Parasites (project specific; may receive requests for these subsamples): Make notes of any external parasites, and keep everything together with sample.
Formalin Fixation
For amphibian larvae and eggs
Historically, Smith and Richardson (1977) has been followed, preserving fish early-life stages in 5% formalin. Full strength formalin (37%) is then injected into the sample container along with a saturated sodium borate solution as a buffer. For a liter (quart) 50 ml of full strength formalin is added along with 20 ml of saturated sodium borate solution. The container is then filled almost to the top with seawater and sealed. Two labels are generated for the jar, one outside and one inside, because the inside label will often be obscured by the plankton. The samples are then stored in a cool dark place, ideally around 65°F. Later, when the samples are sorted for early life history stages, the preservative can be changed to 3% buffered formalin for eggs and 70% ethanol for fish larvae. For DNA preservation, the formalin procedure should be skipped and the eggs and larvae should be put directly into ethanol.
For all others:
- Prepare a fixing tray which can be a shallow plastic container with a snap-on/air tight lid.

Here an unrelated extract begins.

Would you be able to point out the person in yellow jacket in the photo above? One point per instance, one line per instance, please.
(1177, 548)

- Cover the bottom of the container with cheesecloth dampened with 10% buffered formalin.
- Injected buffered 10% formalin solution into body cavity and major muscles (avoid hitting nerves in legs).

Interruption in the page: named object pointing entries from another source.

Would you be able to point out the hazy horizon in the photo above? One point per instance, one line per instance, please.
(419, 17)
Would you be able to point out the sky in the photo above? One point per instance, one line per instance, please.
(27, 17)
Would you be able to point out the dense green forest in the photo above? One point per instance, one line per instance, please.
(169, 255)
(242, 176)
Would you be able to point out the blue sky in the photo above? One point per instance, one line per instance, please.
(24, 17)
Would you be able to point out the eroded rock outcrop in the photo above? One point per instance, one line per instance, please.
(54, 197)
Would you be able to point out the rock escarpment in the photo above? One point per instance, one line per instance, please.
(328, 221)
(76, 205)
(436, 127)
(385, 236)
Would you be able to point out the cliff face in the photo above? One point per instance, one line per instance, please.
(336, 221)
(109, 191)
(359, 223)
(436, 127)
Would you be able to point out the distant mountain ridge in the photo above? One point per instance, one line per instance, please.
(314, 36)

- Spread specimen onto the cheesecloth and spread fingers and toes. The position in which the specimen is fixed will be permanent. Take care to ensure that all important characters can be seen.
- For turtles, take care to extend the neck and limbs out of the shell in a natural position so that color patterns and scans can be examined.
- For male lizards and snakes, evert the hemipenes by injecting formalin into the base of the tail and applying pressure. This technique requires practice.
""It is suggested that for at least some specimens of each taxon the mouth should be propped open to allow examination of the buccal cavity."" Because the position is permanent, keep in mind the final storage container. Lizard and salamander tails can be curved around the body in most cases. Whether snakes are coiled or fixed in elongated loops is a matter of personal and/or institutional preference as there are pros and cons to each (coils may fit in jars better, but loops may be easier to measure and for counting scales).
- Cover specimens with another layer of cheesecloth dampened with 10% buffered formalin. Additional fluid can be added to the container, but not more than 1 or 2 cm. The specimens should not be floating in fluid, but resting on cheesecloth. Specimens should rest in the fixing container for at least 2 days.
- After fixing, transfer specimens to a wash ethanol stage consisting of 50-70% ethanol for at least one week. Wash ethanol can be changed during this stage as needed. This stage permits formalin to diffuse from the specimen into solution.
- After washing is complete, transfer to 70% ethanol for long-term storage.